The UK's National Centre for Atmospheric Sciences (NCAS) operate a suite of disdrometers, each given the designation 'ncas-disdromer' followed by a number. This record links to datasets produced using the 'ncas-disdrometer-7' instrument and any specific details for this instrument that have been recorded. Each instrument is a Thies™ Laser Precipitation Monitor (LPM), model number 5.4110.00.200, and is described in detail by Pickering et al. (2019, see linked documentation). The full instrument operational manual is also available via the linked documentation. The suite of instruments was initially deployed as part of the Disdrometer Verification Network (DiVeN) project.

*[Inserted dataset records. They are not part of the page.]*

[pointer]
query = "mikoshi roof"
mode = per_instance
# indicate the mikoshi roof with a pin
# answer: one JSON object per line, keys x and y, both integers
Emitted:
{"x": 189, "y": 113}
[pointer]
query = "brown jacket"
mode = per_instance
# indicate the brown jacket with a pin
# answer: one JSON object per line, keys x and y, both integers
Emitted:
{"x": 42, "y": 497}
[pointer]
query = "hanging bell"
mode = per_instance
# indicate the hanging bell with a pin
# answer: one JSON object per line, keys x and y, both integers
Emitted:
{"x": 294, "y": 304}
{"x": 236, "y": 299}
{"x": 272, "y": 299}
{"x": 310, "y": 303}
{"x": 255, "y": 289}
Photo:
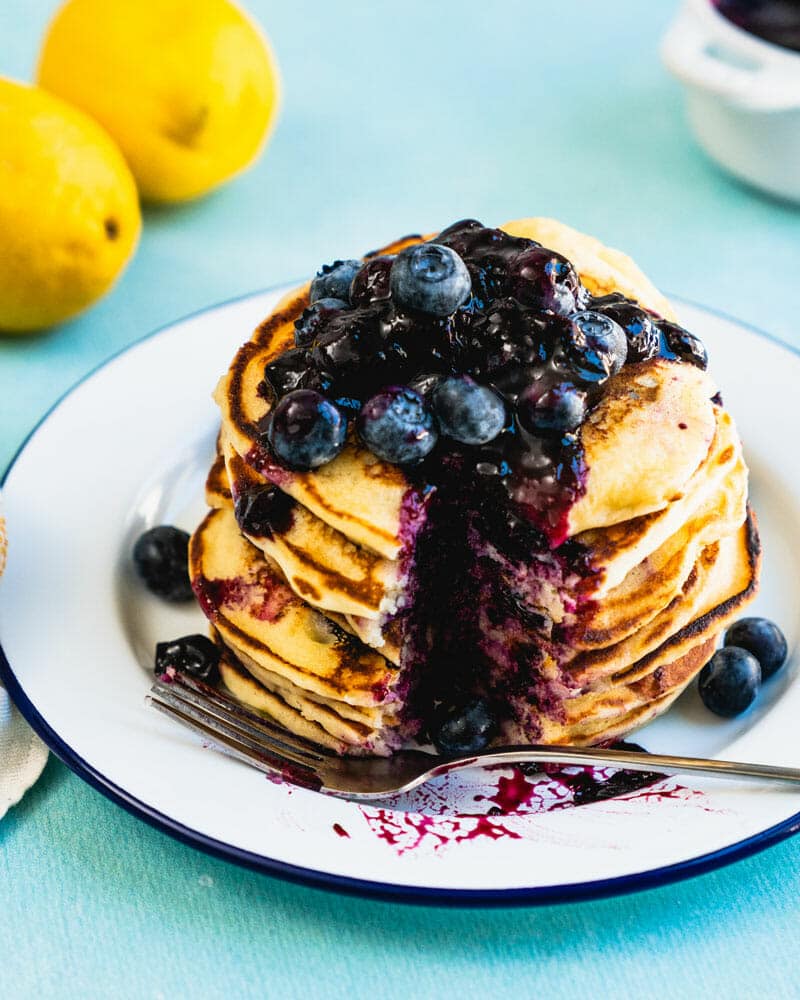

The Thies LPM instrument utilises an infrared (785 nm) beam with dimensions 228 mm x 20 mm x 0.75mm, a total horizontal area of 45.6cm^2. The infrared beam is emitted from one end of the instrument and is directed to the other. A photo-diode and signal processor determine the optical characteristics including optical intensity which is reduced as a particle falls through the beam. The diameter of the hydrometeor is inferred by the maximum amplitude of the signal reduction and the speed of the hydrometeor is estimated by the duration of the signal reduction.
Figure 1 in Löffler-Mang and Joss (2000) describes a similar instrument (Parsivel-1) with the same observing principle and is an excellent visualisation of the technique which is employed by the Thies LPM. The signal processing claims to detect and remove particles that fall on the edge of the beam: "The measured values are processed by a signal processor (DSP), and checked for plausibility (e.g. edge hits)." No further details are given by the manufacturer. The instrument is able to allocate individual hydrometeors into 20 diameter bins from 0.125 mm to > 8 mm, and 22 speed bins from > 0.0 m s^-1 to > 20 m s^-1.
The Thies disdrometer performs additional calculations on the incoming data which it attaches to the Telegram 4 serial output. The quantity, intensity, and type of precipitation (drizzle, rain, snow, ice, grains, soft hail, hail as well as combinations of multiple types) are calculated. Hydrometeor type is recorded as a present weather code. The present weather code is encoded as a number between 1-99 which has a corresponding description of the weather using the standardised codes from the World Meteorological Organization Table 4860 (WMO, 1988). The present weather descriptors cover most hydrometeor types but not all; graupel is not explicitly mentioned, for example. Hydrometeor type is inferred by the instrument, using empirical relationships between hydrometeor size and fall speed.